У меня всё скукожилось внутри. Чувство вины, безысходность, желание убежать и в то же время страх потерять друга и… клиента. Выгодного клиента. И когда мне пришла в голову эта мысль, стало совсем противно. «Господи, какой ужас, что я творю! И этот кошмар, этот грязный обман, называется моей работой». Но я сразу малодушно успокоила себя, чтобы заглушить чувство вины: «Это просто уловка, — говорила я себе, — Его «люблю» такое же никчёмное, как «люблю» всех клиентов».
— Зайдём сюда, перекусим? — предложил Эйчиро.
Он заказал мне салат и шашлыки.
— Можешь ли ты быть моей женой? — спросил он вдруг и посмотрел на меня с тревогой и надеждой.
Я стала нервно хрустеть пальцами.
— Слушай, пошли отсюда, у меня сейчас будет истерика.
— Почему? Почему истерика?! Скажи правду! — проговорил он взволнованным дрожащим голосом.
— Вы, японцы, живёте совсем по другим правилам. Я никогда не привыкну к японской сдержанности. Для меня настоящая мука приглядываться к японцу и пытаться понять, какая эмоция на самом деле прячется за его скрытной улыбкой. И потом, женщины ваши не имеют права голоса. У них нет возможности найти хорошую работу даже при наличии образования. Они в этом живут с детства и другого отношения не знают. Им сравнить не с чем, и они принимают всё, как есть. Но русская никогда не смирится с неравноправием. Никогда. Я не хочу быть никем.
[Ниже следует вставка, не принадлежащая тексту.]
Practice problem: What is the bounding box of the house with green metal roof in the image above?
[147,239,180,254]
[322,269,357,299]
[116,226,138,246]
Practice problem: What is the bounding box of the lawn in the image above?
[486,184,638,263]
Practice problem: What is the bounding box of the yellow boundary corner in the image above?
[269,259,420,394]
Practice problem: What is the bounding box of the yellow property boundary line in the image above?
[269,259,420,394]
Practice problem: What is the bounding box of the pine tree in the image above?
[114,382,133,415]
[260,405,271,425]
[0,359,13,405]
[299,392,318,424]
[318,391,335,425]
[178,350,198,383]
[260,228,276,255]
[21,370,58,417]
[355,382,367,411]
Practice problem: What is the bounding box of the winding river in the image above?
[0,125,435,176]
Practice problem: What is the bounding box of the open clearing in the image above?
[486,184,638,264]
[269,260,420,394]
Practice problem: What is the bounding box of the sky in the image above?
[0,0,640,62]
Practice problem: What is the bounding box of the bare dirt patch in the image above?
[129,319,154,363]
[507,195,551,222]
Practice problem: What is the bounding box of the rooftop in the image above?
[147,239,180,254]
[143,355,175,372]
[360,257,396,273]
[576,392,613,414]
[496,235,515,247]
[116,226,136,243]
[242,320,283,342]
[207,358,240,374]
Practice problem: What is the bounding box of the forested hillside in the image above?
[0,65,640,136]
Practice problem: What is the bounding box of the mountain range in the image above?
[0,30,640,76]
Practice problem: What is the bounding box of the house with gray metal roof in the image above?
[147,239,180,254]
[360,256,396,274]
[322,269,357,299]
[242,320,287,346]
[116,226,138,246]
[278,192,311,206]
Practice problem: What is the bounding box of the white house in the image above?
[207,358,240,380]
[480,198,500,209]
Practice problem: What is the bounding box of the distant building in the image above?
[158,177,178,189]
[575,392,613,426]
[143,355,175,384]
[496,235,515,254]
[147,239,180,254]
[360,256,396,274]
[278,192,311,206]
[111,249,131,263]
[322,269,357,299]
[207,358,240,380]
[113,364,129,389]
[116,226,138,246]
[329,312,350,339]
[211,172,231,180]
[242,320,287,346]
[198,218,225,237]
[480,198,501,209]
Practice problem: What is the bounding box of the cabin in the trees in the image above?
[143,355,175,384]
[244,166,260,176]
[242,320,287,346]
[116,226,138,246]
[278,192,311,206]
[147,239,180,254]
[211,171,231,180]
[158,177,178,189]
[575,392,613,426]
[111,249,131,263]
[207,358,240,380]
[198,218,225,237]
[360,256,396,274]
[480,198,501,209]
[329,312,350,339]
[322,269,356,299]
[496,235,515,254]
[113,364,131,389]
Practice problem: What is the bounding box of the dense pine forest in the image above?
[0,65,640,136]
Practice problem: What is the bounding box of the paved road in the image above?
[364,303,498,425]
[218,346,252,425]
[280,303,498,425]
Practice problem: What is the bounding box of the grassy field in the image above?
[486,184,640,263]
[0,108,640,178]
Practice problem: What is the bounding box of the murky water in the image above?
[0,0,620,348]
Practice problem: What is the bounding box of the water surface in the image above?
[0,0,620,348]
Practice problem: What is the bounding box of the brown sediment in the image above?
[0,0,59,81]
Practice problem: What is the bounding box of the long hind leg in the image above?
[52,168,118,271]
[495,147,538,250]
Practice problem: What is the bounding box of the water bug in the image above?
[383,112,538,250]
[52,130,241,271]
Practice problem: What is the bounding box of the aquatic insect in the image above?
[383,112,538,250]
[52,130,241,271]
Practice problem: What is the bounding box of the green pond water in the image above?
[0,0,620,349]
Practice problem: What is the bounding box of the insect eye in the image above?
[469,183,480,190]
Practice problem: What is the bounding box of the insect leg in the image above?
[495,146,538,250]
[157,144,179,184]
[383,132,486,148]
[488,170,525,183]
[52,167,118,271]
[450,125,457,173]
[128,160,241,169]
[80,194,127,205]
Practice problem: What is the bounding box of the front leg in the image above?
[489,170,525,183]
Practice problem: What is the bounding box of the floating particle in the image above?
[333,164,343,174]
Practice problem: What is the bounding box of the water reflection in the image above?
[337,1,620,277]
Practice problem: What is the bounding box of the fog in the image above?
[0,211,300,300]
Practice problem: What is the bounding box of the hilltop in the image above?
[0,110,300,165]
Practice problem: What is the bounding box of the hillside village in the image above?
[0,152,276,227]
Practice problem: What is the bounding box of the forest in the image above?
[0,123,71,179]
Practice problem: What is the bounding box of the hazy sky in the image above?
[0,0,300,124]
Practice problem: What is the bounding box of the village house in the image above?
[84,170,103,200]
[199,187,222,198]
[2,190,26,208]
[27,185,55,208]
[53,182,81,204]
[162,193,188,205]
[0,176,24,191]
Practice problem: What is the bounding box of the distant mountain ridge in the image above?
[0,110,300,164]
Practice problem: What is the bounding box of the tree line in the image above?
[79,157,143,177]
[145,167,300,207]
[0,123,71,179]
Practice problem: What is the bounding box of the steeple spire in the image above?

— То, что принято в обществе, к семье отношения не имеет, — возразил он, — В семьях у всех по-разному. У нас какие-то неравноправные отношения? Я думал, мы как раз на равных и общались всё это время.
Я сконфуженно замолчала.
Он горько улыбнулся:
— Просто ты не любишь меня.
Я отмалчивалась.
«Люблю, но совсем по-другому», — хотелось мне ответить.
Тут на счастье вошла женщина с таксой. Собачка принялась всех обнюхивать. Я поймала её и взяла на руки. Такса виляла всем телом и лизала мне нос.
— Я хочу собаку, — сказала я.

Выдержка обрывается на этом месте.